Weekend Window to Monhegan Island
Monhegan Island lets visitors get lost in the stillness of former fishing camp.
Sept. 27, 2009— -- Little more than a square mile of rock in the North Atlantic, Monhegan Island is an isolated treasure for those looking for a slower pace of life. Located just 12 miles off the coast of southern Maine, the island is only accessible by ferry and has no cars or paved roads.
Stepping onto Monhegan is like stepping into the past, just the way people lived 100 years ago, "before they had all the technology, cars and traffic and shopping malls. Life was simpler; that's the way it is here. I always say it's like 'Little House on the Prairie,'" said Lisa Brackett, a sternman of a lobster boat.

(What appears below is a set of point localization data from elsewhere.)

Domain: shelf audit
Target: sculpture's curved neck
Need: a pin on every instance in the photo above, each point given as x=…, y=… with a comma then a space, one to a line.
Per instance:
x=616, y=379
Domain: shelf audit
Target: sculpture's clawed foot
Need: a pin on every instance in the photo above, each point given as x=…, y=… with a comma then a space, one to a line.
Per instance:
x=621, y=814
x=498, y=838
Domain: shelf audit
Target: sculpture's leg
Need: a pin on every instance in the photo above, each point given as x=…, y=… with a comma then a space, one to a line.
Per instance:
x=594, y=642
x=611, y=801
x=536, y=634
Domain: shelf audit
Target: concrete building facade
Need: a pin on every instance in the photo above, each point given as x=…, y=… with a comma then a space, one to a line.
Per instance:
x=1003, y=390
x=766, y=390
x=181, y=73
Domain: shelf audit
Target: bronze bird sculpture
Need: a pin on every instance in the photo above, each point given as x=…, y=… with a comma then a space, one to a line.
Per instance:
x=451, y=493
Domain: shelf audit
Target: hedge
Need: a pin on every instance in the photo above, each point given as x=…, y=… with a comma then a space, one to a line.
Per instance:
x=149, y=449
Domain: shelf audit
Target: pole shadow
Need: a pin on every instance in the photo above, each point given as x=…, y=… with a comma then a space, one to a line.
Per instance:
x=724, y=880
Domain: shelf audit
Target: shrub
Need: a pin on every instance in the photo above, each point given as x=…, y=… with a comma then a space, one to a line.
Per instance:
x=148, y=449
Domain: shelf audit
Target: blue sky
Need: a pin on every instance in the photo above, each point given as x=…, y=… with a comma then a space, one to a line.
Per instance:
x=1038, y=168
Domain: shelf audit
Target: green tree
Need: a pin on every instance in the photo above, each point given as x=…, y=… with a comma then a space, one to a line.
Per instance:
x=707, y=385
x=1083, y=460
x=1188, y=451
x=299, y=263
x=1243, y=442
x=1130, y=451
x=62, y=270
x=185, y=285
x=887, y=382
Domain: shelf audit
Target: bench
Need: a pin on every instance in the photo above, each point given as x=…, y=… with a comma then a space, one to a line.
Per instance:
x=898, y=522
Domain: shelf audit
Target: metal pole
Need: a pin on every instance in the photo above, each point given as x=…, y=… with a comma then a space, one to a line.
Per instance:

The island was settled by Englishman John Smith in 1614 and got its start as a British fishing camp prior to settlement of the Plymouth Colony. A trading post was built to conduct business with Native Americans, particularly in the lucrative fur trade.
Described as the "Crown Jewel of Muscongus Bay," Monhegan attracts tourists for its beautiful ocean vistas and abundance of migrating birds.
Even during the summer, fighting crowds won't be a problem -- the population rarely exceeds 75 people at any time during the year.
Monhegan, derived from the Algonquian word meaning "out to sea," is often described as quaint and unspoiled; only recently has the island installed its own electricity source.
For the inhabitants, the island is more than a home.
"There are a lot of people on Monhegan that have to be here. It's where their soul is," said Monhegan resident Carson Schnell. "I've told people as far as Beijing that if I drop dead right there my spirit would instantly come to Monhegan and wait for further instructions."